Esa convivencia entre culturas y religiones que debe ser mimada a diario como la vía elemental para formar un mundo en el que todos nos respetemos y comprendamos es la que se lleva estilando en Ceuta desde hace muchos años, habiendo superado crispaciones y trabajado para crear una sociedad distinta que aprenda y se enriquezca de los valores más puros.
Eso en Ceuta está interiorizado como una seña de identidad, sin alejarse del mensaje que el Papa ha traído a España, el único válido para conseguir un mundo en el que prime la paz frente a la división y la concordia ante la intransigencia.
Sin armas, sin muros, sin odios se puede trabajar por un mundo basado en el respeto, sin menosprecios por orígenes, razas o confesiones. El ruido no puede hacerse fuerte, tampoco el odio ni las imposiciones.
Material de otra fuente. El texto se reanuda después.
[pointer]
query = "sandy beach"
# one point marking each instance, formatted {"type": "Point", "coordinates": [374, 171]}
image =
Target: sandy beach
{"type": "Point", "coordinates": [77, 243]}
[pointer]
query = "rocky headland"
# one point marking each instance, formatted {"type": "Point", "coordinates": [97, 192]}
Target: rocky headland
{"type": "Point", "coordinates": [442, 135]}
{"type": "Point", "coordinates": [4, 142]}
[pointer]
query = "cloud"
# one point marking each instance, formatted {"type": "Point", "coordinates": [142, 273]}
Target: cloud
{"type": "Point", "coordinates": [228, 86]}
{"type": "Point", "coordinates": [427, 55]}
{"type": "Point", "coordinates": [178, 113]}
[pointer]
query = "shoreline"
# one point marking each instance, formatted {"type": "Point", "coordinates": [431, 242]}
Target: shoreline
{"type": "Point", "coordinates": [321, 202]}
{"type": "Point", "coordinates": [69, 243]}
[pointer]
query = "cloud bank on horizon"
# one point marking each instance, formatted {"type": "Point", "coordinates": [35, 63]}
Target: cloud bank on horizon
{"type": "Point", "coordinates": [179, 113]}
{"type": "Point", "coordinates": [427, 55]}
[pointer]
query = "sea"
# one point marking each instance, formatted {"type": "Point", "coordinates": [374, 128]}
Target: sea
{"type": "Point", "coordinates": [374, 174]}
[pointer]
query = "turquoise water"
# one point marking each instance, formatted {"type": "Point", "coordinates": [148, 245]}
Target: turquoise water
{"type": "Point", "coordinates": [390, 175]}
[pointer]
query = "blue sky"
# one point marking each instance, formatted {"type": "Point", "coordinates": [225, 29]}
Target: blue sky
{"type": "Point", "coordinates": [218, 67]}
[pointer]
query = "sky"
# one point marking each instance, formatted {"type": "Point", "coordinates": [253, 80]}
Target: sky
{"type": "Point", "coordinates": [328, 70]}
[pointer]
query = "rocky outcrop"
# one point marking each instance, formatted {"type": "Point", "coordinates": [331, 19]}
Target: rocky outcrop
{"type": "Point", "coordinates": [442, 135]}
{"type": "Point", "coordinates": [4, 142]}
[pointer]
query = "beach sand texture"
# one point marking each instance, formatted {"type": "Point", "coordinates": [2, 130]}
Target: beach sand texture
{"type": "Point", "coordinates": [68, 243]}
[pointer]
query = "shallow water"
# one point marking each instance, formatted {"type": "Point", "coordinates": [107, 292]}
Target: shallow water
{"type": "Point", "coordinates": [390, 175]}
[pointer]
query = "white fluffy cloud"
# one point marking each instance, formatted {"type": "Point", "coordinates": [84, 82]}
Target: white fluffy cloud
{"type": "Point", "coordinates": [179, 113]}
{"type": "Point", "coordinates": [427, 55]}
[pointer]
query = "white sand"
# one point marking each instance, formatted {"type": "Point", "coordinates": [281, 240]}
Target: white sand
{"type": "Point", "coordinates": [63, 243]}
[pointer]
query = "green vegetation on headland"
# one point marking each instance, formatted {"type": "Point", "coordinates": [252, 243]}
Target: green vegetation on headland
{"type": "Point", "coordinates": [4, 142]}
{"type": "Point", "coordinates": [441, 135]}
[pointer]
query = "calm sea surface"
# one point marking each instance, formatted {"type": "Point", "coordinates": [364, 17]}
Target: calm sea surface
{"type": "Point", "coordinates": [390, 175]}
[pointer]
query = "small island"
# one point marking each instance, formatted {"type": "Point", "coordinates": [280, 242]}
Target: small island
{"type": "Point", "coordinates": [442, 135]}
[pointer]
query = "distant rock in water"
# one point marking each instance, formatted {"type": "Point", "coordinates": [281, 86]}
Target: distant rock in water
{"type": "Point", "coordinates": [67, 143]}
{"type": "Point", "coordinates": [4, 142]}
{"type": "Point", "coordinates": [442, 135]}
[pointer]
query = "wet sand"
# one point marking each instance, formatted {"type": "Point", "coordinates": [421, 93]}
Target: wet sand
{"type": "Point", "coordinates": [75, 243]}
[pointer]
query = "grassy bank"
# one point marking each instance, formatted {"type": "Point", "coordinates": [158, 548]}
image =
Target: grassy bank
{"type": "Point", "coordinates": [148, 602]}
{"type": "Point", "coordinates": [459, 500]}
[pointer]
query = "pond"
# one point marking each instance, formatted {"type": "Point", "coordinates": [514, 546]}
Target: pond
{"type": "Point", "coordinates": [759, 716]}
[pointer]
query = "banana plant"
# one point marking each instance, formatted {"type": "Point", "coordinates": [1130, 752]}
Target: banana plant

Vivimos unos tiempos en los que hay demasiados intereses para que esa sea la tarjeta de presentación de unos poderes que amenazan con imposiciones que conviertan al débil en más débil y al odio en modo de proceder.
La visita del Papa León XIV a España ha supuesto un revulsivo en un mundo en el que deben escucharse palabras bien alejadas del odio y de la búsqueda de protagonismos a base de violencia o alarde de poder.
La cultura, el conocimiento, el aprendizaje y el respeto deben venir de la mano de todos, pero deben ser fomentados especialmente desde las más altas instituciones, desde quienes tienen responsabilidades económicas y políticas.
Alejarse de la mal llamada cultura del enfrentamiento, abogar por el diálogo y fomentar las líneas del entendimiento frente a la del conflicto forman parte del mensaje trasladado por León XIV en su visita a España que a esta sociedad le toca aplicar.
La visita del Papa fue valorada por el propio presidente de la Ciudad, Juan Vivas, quien ha considerado ese discurso como “brillante” y que se adecua perfectamente a las líneas por las que muchos trabajan en Ceuta desde hace años.